Jury convicts Missouri man for racketeering enterprise engaged in forced labor

KANSAS CITY, Mo. - A local man was found guilty on Thursday for his role in a criminal enterprise that engaged in forced labor and other related crimes.

This case was investigated by the following agencies: the U.S. Immigration and Customs Enforcement (ICE) Office of Homeland Security Investigations (HSI); the FBI; the Department of Labor; the Internal Revenue Service; the Kansas Department of Revenue; U.S. Citizenship and Immigration Services (USCIS); and the Independence, Mo., Police Department.

Kristin Dougherty, 51, of Ellisville, was convicted in the Western District of Missouri on Oct. 28 for his role in a criminal enterprise involving illegal aliens working in 14 states, including employees at hotels in the Kansas City, Mo., area, and in Branson, Mo.

Dougherty was found guilty of all three counts of racketeering, participating in a RICO (Racketeer Influenced and Corrupt Organizations Act) conspiracy, and wire fraud that were contained in a Jan. 7 superseding indictment.

The federal RICO indictment alleges an extensive and profitable criminal enterprise in which hundreds of illegal aliens were employed at hotels and other businesses across the country. The criminal enterprise used false information to acquire fraudulent work visas for these foreign nationals. Many of these workers were recruited with false promises related to the terms, conditions, and nature of their employment. Once the enterprise obtained the workers' presence in the United States, it maintained their labor through threats of deportation and other adverse immigration consequences.

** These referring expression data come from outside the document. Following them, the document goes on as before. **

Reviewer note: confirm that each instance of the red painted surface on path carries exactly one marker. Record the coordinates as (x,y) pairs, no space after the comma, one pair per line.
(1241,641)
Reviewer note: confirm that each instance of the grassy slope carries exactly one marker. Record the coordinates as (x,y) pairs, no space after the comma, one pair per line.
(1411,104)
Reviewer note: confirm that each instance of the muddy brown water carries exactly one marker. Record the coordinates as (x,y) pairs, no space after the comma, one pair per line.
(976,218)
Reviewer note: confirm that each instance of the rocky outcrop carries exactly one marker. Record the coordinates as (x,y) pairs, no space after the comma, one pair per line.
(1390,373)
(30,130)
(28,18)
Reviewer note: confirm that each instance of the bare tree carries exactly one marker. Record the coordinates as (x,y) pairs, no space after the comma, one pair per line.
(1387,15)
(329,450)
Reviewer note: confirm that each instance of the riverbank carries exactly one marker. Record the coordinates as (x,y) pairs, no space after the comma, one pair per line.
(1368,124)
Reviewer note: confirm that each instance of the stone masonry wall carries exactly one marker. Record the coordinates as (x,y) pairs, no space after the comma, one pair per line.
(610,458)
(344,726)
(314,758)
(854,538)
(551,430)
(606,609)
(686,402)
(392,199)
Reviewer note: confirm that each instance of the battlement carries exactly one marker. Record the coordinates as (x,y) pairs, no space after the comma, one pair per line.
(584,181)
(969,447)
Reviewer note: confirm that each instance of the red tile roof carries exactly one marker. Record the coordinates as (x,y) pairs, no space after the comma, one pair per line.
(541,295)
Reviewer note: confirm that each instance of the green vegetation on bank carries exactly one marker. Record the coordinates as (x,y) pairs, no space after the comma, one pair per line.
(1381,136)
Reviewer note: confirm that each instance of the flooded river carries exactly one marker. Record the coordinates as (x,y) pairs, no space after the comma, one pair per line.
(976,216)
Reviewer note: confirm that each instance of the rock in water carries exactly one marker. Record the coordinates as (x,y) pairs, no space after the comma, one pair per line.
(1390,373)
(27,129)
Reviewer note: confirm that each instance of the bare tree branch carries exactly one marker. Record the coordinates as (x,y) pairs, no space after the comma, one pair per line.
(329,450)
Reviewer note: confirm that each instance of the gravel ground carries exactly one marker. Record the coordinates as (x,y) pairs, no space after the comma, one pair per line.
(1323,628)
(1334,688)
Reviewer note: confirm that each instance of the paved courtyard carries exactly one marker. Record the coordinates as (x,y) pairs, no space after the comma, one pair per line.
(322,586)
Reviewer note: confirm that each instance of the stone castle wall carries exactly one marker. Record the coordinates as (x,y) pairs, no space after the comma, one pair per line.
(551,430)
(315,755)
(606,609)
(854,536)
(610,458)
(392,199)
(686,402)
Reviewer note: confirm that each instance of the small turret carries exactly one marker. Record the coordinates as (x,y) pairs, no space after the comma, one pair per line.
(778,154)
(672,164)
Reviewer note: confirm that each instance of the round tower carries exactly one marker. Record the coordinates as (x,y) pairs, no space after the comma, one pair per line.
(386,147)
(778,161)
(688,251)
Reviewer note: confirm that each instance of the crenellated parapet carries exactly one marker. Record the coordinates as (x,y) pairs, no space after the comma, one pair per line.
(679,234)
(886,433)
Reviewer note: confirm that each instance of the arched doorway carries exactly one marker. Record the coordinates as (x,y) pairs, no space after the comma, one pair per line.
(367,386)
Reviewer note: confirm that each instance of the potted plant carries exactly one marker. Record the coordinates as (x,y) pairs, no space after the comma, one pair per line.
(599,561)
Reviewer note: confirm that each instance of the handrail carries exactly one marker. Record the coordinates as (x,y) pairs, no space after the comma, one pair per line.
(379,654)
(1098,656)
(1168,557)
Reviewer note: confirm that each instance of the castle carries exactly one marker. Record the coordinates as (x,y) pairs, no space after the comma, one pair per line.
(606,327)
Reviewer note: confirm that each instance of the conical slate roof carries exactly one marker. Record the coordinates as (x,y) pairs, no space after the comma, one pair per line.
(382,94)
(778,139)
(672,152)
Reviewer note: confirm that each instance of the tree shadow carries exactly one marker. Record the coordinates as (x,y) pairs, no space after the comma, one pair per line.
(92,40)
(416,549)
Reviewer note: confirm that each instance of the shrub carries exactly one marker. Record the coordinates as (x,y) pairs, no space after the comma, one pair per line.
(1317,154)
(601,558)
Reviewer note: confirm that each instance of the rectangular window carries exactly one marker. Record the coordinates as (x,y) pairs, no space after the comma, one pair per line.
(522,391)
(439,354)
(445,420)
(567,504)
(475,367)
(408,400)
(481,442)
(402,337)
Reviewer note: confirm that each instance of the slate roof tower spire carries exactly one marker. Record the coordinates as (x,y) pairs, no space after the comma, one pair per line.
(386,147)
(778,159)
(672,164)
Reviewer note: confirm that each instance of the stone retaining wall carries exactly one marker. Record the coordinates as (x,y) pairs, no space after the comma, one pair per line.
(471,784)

Dougherty, as vice president of sales and marketing for Giant Labor Solutions LLC, was involved in recruiting and exploiting foreign national workers. Dougherty also controlled the following three businesses used to facilitate the scheme: Anchor Building Services, People Inc., and Hotel and Resort Services. These businesses employed illegal workers and were used to obtain additional illegal workers.

Following the presentation of evidence, the jury in the U.S. District Court in Kansas City deliberated for four hours before returning the guilty verdicts to U.S. District Judge Ortrie D. Smith, ending a trial that began Oct. 25.

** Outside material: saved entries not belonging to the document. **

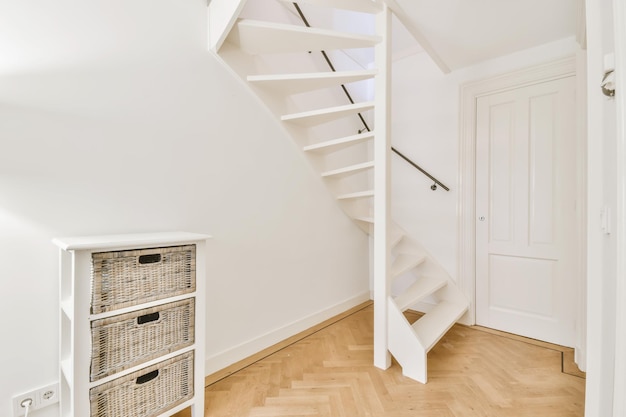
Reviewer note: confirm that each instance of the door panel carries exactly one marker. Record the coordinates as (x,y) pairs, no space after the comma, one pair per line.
(525,201)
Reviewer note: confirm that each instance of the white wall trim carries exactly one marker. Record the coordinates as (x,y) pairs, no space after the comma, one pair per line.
(619,387)
(470,92)
(221,360)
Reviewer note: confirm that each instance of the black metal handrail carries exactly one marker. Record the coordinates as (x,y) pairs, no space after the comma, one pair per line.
(365,125)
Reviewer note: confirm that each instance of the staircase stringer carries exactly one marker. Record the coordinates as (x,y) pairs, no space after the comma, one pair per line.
(222,15)
(405,345)
(382,187)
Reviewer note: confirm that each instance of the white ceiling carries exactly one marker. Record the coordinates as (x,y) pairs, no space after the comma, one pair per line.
(465,32)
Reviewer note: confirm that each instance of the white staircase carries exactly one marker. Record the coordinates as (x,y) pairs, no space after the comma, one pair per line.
(354,166)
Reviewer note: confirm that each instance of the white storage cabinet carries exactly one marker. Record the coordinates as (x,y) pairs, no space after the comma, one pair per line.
(132,324)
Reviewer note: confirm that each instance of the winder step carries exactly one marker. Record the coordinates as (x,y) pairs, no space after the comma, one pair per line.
(358,194)
(352,169)
(363,6)
(315,117)
(420,289)
(303,82)
(259,37)
(340,143)
(433,325)
(404,263)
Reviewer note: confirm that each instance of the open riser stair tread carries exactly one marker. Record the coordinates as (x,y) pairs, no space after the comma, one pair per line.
(320,116)
(303,82)
(395,236)
(433,325)
(362,6)
(405,262)
(355,195)
(352,169)
(260,37)
(420,289)
(408,343)
(340,143)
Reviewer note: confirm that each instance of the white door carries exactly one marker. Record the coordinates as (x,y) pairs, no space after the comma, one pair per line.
(526,232)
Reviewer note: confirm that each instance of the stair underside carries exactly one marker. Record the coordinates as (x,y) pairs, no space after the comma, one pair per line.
(404,263)
(358,194)
(300,83)
(420,289)
(433,325)
(320,116)
(363,6)
(258,37)
(340,143)
(352,169)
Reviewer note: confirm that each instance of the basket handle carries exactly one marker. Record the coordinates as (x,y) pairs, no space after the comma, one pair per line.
(147,318)
(150,259)
(147,377)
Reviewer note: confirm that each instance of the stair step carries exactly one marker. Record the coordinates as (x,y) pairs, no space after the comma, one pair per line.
(259,37)
(303,82)
(432,326)
(419,290)
(369,220)
(363,6)
(395,236)
(336,144)
(315,117)
(358,194)
(348,170)
(404,263)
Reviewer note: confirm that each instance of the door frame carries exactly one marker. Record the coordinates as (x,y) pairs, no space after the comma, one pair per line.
(619,401)
(470,92)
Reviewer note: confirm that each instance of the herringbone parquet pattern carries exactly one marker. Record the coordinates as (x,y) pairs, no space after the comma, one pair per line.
(471,373)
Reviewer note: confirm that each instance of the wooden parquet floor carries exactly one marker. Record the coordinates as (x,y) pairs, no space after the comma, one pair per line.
(472,373)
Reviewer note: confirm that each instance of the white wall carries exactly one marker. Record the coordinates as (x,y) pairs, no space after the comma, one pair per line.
(114,118)
(425,128)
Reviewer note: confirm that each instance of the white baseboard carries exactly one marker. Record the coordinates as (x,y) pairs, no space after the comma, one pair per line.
(244,350)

Under federal statutes, Dougherty is subject to a sentence of up to 60 years in federal prison without parole, plus a fine up to $750,000. Nine defendants have pleaded guilty to charges related to this case; three remaining defendants are fugitives.

This case was prosecuted by: Assistant U.S. Attorneys William Meiners and Trey Alford, Western District of Missouri, and Trial Attorney Jim Felte from the Civil Rights Division Human Trafficking Prosecution Unit.